A long running workflow that receives messages as signals and execute write activities. I suspect this needs to ContinueAsNew after a while to prune history size.
I think you can avoid rabbit, as temporal internally has queues and gurantees that signals will be procssed in the order they arrive.
Your workflow could be as simple as receiving a signal (it gets queues automatically) and having an activity to write stuff to database ( with necessary retry options).
Hi Madhu. Option 1 and 3 are similar to the moneybatch example. The difference between 1 and 3 is that…

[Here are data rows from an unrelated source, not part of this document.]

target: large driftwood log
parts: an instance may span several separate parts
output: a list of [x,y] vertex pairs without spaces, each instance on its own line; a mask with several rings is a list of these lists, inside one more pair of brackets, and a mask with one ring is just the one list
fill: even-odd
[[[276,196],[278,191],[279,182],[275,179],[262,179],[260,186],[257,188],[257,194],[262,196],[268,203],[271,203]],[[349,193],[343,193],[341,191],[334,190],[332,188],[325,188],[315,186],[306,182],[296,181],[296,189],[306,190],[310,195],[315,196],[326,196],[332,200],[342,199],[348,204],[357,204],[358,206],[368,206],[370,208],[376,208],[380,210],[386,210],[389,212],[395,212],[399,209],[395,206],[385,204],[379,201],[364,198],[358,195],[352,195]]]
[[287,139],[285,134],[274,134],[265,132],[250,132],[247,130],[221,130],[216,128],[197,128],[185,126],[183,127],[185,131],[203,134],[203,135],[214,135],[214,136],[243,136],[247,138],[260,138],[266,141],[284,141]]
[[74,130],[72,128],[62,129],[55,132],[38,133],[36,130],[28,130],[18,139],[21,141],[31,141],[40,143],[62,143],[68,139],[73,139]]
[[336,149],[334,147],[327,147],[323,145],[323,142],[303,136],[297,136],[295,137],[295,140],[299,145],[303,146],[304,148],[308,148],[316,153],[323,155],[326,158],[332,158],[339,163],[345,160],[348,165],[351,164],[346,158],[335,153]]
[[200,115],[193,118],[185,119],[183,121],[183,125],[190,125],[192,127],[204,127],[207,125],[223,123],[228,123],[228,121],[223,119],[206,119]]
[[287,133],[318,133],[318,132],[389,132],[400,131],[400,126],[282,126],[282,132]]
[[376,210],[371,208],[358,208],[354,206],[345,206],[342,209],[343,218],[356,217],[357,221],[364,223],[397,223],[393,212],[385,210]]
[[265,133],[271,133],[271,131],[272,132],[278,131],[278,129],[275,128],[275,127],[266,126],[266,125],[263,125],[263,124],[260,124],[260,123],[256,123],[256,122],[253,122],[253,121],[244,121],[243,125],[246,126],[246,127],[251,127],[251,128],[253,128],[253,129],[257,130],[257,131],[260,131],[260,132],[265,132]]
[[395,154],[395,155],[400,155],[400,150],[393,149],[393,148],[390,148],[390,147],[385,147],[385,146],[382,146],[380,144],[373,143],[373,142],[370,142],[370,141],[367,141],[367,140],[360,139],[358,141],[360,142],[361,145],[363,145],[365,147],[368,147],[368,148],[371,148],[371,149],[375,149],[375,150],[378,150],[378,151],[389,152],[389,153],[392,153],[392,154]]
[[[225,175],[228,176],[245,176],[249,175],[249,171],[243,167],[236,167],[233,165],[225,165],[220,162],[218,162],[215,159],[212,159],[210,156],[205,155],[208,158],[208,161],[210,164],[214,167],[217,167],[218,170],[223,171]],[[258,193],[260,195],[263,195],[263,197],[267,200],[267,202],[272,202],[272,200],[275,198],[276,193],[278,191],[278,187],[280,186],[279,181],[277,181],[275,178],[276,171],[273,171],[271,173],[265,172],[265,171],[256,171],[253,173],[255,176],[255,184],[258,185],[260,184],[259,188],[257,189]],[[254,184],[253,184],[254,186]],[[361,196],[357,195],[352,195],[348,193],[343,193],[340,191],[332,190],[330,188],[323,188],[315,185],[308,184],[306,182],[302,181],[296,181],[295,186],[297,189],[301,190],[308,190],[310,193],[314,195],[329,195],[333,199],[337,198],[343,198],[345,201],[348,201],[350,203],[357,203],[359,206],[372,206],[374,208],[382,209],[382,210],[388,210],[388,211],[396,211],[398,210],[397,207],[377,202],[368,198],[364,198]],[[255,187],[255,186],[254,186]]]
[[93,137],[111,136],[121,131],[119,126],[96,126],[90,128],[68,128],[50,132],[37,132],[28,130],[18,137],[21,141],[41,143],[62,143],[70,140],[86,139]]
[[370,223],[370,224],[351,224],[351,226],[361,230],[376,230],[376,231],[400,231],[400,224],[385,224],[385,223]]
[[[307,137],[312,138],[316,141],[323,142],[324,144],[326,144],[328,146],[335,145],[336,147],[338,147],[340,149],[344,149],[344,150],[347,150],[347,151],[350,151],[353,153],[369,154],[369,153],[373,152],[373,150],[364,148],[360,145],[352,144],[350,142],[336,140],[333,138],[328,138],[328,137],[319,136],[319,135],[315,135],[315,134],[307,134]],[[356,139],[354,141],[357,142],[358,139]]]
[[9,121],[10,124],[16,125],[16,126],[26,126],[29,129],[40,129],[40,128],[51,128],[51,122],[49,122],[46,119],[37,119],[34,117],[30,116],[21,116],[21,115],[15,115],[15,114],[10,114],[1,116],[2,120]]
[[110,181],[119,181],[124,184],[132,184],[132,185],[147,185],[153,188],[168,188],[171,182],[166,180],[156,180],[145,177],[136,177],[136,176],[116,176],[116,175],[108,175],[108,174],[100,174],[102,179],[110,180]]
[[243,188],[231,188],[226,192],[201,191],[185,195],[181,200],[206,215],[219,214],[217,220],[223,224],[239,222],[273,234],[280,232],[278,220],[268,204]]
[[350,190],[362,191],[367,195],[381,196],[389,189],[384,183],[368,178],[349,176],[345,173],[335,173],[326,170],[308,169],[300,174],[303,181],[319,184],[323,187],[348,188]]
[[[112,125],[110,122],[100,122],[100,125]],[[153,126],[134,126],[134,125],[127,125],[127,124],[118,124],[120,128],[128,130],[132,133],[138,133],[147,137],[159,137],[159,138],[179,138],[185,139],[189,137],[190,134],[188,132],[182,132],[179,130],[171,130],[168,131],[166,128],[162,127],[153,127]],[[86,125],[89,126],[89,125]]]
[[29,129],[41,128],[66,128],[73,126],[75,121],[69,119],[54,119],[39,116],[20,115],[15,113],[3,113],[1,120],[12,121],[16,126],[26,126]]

With option 1, one would create one workflow execution per account (i.e., the business entity). With option 3, one would create a single workflow execution for all accounts. With option 1, you create more workflow executions but each execution receives little (or zero) signals. With option 3, you create a single workflow execution across all accounts which receives around 100 signals per second.
I’m not sure what value Temporal gives you (despite exponential unlimited retries) over RabbitMQ for a single activity workflow. Temporal shines when you need some additional capabilities besides executing a single activity per workflow.
Have you looked at your business process end to end? What is the component that publishes to queue/starts workflows? Can it be part of the overall workflow?
That’s good insight. The overall business process is routing SMS messages. I am not entirely familiar with all the components. Based on what I know, there are a few steps:
Cleansing, enriching, and transforming the input
Choosing a SMS router
Call the router’s delivery API
Receive possible delivery report
– Forward a copy of the delivery report to the SMS sender
Receive possible response (e.g., stop sending SMS to this number)
– Record response in datastore
The entire flow may be modeled in Temporal. Each execution has a relatively short lifetime with few events, but there can be a lot of executions.